CFPB fined $37.5 million to U.S. Bancorp for Opening Sham Accounts

A fine was imposed by CFPB (Consumer Financial Protection Bureau) on fifth-largest commercial bank of United States named U.S. Bancorp which based on Minneapolis for using customer data to open Sham Accounts [Fake Accounts and new lines of credit without permission of their customers. The company compelled employees to access customer credit reports and open new accounts to inflate sales figures.

US Bank is being fined $37.5 million for opening fraudulent lines of credit and creating false accounts to inflate sales numbers over more than a decade. Aside from the $37.5 million fine, Minneapolis-based U.S. Bank also has to refund any improperly collected fees and charges related to the fraudulent accounts and pay interest to consumers.

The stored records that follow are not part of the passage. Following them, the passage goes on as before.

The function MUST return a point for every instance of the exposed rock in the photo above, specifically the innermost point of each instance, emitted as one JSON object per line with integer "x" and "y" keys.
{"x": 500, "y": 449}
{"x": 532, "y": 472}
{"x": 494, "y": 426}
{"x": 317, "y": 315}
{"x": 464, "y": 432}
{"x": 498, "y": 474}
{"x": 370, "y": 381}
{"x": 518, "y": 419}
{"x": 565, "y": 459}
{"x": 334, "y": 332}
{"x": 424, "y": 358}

There have been several instances in which major US banks have been forced to fine their customers for illegally creating accounts without their consent. The Wells Fargo bank settled with regulators for $185 million in 2016 after it was discovered that its employees illegally created 2 million fake accounts to improve cross-selling ratio.

US Bancorp, the fifth largest commercial bank in the United States, has been charged with establishing fraudulent checking and savings accounts, credit cards, and lines of credit without the consent of customers. An investigation spanning five years revealed that employees were pressured to meet sales goals by creating fraudulent checking and savings accounts, credit cards, and lines of credit.US Bank officials had knowledge of employees’ pressure to open fake accounts, and did nothing to stop it, while holding incentive-compensation programs that reward employees for opening new accounts and selling products.

After investigating the bank, the CFBP found evidence that it was aware of its employees opening accounts without customers’ permission, and that measures were not taken to prevent and detect them. Regulations found that employees opened deposit accounts, credit cards and lines of credit that carried high interest rates and costly fees that were passed on to customers through the bank’s sales campaigns.

Aside from having to close unauthorized accounts, customers have also had to deal with consequences that stemmed from those accounts, including seeking a refund for improper charges. According to the CFPB, US Bank violated the Consumer Financial Protection Act, the Fair Credit Reporting Act, the Truth in Lending Act, and the Truth in Savings Act.